Ah ! les parcs de loisir sécrétés par la société du même nom, la société vouée au loisir et la vie comme un vaste loisir obligé, organisé, planifié, parqué. Le triomphe d’homo festivus, le dernier avatar de l’homme qui ne peut être qu’éminemment collectif, grégaire, a cordelhada, a tropelada...
Certes le domaine de Chauffaille, depuis la fin des forges, nous a habitués aux tentations et tentatives les plus diverses, les plus absurdes, les plus incongrues, les plus délirantes, comme s’il avait la maligne vocation de les susciter (1). Mais d’aussi extravagante, on en était tout de même à la veille. Eh bien mais la veille est là, notre aujourd’hui, notre avenir.
Il faut dire que cette folie mégalomaniaque est bien partagée, la démesure fascine les foules qui courent au viaduc de Millau comme, en son temps, elles coururent à la tour Eiffel ; démesure que rend possible, facile même (et donc souhaitable !) la puissance technique de ce qu’on continue d’appeler une civilisation, à qui l’on fait la grâce, mieux, d’être la définition même de la civilisation. Les grands ensembles, les grandes surfaces, la grande région, les grands cantons, les grandes communautés de communes (quatre pour la Creuse!), la grande agglomération (“Plus près de vous !“, comment osent-ils ?), les grandes concentrations de veaux, de poules, la grande usine, la grande scierie, les grands troupeaux (je pense à nos trois vaches !), la ligne à grande vitesse, le grand stadium, l’Aquamachin et le Zénith, et les milliers d’hectares de résineux, les milliers d’hectares de pommiers sous plastique, etc. etc., les grandes destructions de tous ordres! Voir grand, toujours plus grand, jusqu’à s’y noyer, jusqu’à disparaître.
Et tout ça au nom de la compétition et de cette marche forcée en avant. En avant où ? De quoi ? Comme si la vie c’était “marche ou crève“, comme si la vie se résumait à “que le meilleur gagne“ ! Alors que tout être sensé devrait souhaiter le primat de l’individu accompagné par la petite communauté autonome, du sens de la mesure, de la proximité, de la polyculture, de la variété (pas la variétoche!), de tout ce qui est à taille humaine, amical, équilibré, respectueux. Oh mais, ce discours, on le tient ! En faisant par ailleurs tout ce qui le nie !

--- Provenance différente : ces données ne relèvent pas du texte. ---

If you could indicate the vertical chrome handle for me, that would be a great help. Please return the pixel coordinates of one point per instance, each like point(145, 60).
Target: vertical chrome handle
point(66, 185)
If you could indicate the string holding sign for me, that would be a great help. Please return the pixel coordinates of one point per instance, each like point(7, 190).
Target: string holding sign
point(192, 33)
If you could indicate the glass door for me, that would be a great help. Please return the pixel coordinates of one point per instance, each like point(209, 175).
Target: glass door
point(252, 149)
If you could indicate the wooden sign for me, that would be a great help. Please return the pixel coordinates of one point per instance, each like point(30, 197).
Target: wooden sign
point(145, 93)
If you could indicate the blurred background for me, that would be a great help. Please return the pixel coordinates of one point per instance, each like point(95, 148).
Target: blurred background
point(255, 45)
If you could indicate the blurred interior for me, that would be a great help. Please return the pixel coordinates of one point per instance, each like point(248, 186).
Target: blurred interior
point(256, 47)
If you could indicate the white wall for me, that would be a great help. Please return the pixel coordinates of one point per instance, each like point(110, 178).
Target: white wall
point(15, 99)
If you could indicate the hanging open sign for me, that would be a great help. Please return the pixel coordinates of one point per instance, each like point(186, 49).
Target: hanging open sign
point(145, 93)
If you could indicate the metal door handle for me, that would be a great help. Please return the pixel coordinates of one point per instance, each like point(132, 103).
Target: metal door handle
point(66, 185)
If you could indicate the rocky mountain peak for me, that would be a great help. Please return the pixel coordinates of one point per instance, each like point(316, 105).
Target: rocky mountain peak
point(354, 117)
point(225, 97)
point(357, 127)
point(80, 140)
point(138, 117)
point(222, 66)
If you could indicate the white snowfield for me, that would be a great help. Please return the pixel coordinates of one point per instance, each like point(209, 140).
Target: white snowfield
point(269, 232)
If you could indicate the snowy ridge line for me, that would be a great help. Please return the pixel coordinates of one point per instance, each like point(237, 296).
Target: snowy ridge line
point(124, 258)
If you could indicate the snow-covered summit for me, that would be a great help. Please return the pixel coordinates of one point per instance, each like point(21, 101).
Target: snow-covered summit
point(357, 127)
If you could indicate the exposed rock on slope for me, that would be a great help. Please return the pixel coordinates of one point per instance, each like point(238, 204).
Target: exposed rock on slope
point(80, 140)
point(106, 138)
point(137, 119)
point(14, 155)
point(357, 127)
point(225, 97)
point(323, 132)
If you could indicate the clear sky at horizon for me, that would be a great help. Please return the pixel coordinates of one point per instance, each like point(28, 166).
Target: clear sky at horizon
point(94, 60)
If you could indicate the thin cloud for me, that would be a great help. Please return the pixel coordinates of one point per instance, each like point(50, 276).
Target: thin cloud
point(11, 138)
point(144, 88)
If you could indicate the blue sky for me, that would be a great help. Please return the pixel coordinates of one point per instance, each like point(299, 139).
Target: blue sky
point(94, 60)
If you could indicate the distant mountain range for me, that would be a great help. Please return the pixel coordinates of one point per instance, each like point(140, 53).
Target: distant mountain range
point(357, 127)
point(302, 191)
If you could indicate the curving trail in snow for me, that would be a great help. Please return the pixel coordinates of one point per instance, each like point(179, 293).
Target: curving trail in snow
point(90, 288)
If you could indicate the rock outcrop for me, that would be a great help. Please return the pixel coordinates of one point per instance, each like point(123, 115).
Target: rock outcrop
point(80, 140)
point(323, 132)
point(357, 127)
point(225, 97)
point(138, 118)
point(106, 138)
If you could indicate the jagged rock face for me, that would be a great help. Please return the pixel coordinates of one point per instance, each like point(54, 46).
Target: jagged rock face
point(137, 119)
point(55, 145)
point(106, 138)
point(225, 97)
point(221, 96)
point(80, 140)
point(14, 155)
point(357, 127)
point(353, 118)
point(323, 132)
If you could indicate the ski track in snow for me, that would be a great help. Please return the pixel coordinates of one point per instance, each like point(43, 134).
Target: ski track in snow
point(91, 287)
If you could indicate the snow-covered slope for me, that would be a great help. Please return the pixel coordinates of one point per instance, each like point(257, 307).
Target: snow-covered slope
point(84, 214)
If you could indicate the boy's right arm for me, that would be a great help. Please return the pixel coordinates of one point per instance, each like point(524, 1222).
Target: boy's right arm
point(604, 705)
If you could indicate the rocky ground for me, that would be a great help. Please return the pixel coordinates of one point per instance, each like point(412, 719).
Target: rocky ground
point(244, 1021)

Et là, à Coussac, il faut bien prendre la mesure des choses. Pour drainer et loger les dizaines voire centaines de milliers de jobards que l’on attend parce qu’on les désire, il faudra des routes autrement conséquentes qu’elles ne sont actuellement, avec des vire-couillons, des bretelles, des ceintures, des ourlets, des ci, des ça, que sais-je ? Des hôtels, le bourg promu petite ville, et nous autour, nous “bénéficierons“ pleinement de ce mouvement, de ce chambardement, des pollutions et autres nuisances afférentes, du bruit notamment. Du bruit au nom de la musique !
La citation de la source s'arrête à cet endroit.